Deprecated in favor of a generic and standard approach: [https://github.com/tzolov/bigtop-centos]. For more info read the How-To Guide.
Docker container, equipped with all necessary tools to Build Apache Spark and generate RPMs. Tools installed include: CentOS6, Java7, Maven3, Git, Alien.
- Install Docker.
- Configure Docker Host - Spark build requires at least 4GB of memory. (For boot2docker host set 8GB of memory:
boot2docker delete; boot2docker init -m 8192; boot2docker up; export DOCKER_HOST=tcp://<Docker Host IP>:2375
) - Download trusted build from public Docker Registry:
docker pull tzolov/apache-spark-build-pipeline
(alternatively, you can build an image from Dockerfile:docker build -t="tzolov/my-apache-spark-build-pipeline:1.0.0" github.com/tzolov/apache-spark-build-pipeline.git
) - Start a container with the latest image:
docker run --rm -t -i -v /rpm:/rpm tzolov/apache-spark-build-pipeline /bin/bash
The build_rpm.sh utility simplifies the rpm creation process. Alternatively you can build the rpm by hand follwoing the step by step instructions in the Build Spark RPM by hand section.

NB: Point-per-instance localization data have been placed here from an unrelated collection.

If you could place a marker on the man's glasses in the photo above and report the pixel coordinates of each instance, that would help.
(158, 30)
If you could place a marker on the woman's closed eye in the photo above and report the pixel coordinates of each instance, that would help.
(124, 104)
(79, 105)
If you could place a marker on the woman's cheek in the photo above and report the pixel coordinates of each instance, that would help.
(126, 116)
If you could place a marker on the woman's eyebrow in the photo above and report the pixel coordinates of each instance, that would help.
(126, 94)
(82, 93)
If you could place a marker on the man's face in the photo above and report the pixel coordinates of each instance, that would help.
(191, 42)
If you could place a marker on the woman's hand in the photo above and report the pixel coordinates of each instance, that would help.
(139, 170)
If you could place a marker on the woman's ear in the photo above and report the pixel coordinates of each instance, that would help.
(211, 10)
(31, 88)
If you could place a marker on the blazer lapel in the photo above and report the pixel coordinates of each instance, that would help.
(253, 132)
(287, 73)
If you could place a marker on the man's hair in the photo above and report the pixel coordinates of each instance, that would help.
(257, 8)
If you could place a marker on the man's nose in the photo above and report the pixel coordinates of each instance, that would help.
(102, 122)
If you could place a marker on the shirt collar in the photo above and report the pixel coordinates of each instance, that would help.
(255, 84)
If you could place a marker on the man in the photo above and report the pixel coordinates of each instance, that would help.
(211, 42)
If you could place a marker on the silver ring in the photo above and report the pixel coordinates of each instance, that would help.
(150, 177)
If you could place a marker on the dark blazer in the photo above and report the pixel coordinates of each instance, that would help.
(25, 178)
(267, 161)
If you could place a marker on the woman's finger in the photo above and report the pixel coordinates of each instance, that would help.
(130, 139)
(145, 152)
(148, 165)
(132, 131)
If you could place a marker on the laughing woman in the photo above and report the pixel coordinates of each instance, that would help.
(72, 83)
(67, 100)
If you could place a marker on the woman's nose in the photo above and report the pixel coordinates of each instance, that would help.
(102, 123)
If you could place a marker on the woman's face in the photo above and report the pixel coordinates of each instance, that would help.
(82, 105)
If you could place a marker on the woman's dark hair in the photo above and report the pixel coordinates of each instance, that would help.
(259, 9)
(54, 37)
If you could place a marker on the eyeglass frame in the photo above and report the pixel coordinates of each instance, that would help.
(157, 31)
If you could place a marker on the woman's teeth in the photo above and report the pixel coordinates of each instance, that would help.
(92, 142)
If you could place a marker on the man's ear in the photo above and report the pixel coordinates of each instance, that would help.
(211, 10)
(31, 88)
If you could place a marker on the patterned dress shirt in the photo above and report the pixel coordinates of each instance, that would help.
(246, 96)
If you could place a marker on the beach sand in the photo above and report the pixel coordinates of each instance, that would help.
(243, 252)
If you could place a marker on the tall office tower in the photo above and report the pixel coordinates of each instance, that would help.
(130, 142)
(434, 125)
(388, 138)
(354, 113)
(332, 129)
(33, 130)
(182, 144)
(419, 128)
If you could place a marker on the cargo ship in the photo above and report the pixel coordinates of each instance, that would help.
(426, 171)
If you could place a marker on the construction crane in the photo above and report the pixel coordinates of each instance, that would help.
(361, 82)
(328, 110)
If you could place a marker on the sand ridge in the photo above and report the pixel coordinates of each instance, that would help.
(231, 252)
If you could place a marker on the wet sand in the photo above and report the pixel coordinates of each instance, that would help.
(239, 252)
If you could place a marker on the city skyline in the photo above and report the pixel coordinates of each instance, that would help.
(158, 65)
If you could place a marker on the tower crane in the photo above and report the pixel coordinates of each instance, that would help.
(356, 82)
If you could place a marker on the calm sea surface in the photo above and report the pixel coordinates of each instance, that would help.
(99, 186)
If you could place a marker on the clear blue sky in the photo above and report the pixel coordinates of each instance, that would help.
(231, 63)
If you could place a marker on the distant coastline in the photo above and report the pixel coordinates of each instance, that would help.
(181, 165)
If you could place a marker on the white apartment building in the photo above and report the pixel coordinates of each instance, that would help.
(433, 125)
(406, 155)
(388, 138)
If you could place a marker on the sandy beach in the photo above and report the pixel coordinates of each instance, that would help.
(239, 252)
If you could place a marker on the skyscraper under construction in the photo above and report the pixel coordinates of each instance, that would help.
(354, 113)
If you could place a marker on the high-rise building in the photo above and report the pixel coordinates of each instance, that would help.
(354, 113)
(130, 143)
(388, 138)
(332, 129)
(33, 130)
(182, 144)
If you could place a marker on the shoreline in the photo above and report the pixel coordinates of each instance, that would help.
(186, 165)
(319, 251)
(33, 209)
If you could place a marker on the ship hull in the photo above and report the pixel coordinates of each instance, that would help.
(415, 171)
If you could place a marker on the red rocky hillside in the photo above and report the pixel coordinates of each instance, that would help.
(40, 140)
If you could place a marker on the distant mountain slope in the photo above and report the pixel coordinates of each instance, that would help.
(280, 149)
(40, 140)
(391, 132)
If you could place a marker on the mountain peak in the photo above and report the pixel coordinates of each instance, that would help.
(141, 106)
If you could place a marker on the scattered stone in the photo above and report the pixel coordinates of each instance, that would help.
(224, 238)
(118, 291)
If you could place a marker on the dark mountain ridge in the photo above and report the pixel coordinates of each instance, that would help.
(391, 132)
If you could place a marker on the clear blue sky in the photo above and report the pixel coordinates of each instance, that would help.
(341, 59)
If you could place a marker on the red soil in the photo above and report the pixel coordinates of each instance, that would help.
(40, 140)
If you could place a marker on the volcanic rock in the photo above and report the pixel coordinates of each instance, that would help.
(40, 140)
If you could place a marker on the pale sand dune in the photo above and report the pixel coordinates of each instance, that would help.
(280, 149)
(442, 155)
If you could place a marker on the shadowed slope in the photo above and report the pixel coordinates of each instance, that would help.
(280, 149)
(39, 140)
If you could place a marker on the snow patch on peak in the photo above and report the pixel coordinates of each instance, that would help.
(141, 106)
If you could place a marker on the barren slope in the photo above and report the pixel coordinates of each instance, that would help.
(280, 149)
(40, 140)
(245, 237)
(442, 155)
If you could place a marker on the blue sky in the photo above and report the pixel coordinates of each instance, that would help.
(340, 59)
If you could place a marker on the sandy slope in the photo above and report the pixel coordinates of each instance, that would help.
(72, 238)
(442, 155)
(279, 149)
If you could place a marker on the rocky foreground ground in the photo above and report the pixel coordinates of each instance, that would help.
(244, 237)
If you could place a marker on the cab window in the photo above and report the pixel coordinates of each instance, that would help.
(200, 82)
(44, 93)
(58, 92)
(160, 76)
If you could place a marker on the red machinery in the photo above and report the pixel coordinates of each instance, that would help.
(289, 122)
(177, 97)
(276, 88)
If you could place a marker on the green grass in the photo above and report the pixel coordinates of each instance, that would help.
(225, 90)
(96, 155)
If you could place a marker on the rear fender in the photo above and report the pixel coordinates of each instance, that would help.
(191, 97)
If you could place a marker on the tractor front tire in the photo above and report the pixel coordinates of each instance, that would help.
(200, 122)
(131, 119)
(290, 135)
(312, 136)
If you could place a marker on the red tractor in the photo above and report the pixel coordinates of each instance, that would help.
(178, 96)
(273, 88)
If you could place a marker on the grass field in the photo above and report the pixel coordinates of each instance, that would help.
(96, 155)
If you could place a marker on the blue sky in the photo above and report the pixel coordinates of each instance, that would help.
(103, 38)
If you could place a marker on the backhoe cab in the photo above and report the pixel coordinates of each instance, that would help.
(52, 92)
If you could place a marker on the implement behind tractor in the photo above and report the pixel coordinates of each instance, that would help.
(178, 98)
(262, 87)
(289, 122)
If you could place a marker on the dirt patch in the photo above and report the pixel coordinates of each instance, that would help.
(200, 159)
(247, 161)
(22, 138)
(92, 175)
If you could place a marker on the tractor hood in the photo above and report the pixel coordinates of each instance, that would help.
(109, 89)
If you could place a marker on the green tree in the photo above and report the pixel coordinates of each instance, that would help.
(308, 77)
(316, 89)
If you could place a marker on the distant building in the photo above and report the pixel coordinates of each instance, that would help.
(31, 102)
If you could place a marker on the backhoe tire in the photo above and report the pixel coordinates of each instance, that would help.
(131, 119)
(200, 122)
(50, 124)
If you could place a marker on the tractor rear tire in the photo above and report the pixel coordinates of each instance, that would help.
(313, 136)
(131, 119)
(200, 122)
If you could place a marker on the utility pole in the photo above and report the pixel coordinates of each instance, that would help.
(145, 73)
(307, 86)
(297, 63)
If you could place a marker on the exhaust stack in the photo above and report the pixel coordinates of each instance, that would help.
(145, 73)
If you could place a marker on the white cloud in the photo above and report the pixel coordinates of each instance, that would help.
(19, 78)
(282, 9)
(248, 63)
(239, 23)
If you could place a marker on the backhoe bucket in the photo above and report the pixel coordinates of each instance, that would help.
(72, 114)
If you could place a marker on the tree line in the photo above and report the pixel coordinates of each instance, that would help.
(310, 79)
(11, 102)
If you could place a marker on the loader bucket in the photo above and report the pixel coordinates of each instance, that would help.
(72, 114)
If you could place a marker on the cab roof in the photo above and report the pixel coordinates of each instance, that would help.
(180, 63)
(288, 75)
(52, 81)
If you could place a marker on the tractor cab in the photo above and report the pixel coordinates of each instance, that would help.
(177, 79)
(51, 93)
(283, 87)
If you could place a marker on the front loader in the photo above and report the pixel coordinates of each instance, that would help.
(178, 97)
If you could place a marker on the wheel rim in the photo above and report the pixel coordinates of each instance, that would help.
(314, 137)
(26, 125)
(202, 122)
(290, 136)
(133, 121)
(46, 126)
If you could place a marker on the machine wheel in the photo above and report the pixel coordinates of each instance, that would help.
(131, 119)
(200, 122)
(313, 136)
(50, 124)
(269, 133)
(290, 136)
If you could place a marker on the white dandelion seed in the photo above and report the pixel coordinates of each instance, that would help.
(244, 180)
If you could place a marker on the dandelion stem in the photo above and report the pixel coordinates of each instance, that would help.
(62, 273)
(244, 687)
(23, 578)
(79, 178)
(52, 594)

The build_rpm.sh <Hadoop Version> <Spark Branch or Tag>
creates a new Spark rpm for the specified Spark and Hadoop versions (only Hadoop Yarn distros are supported). The build process applies a spark_rpm.patch to allows no-root users to run spark and to include the spark examples into the rpm.
Created RPMs are stored into /rpm/<Hadoop Version>
folder.
(Note: When run the buld_rpm.sh script deletes the /spark folder and clones a fresh copy form the spark github repository!)
Example usages:
# Build Spark 1.2.0 rpm for Apache Hadoop 2.2.0
/build_rpm.sh 2.2.0 tags/v1.2.0
# Build Spark 1.2.0 rpm for PivotalHD2.0 (Hadoop2.2.0 complient)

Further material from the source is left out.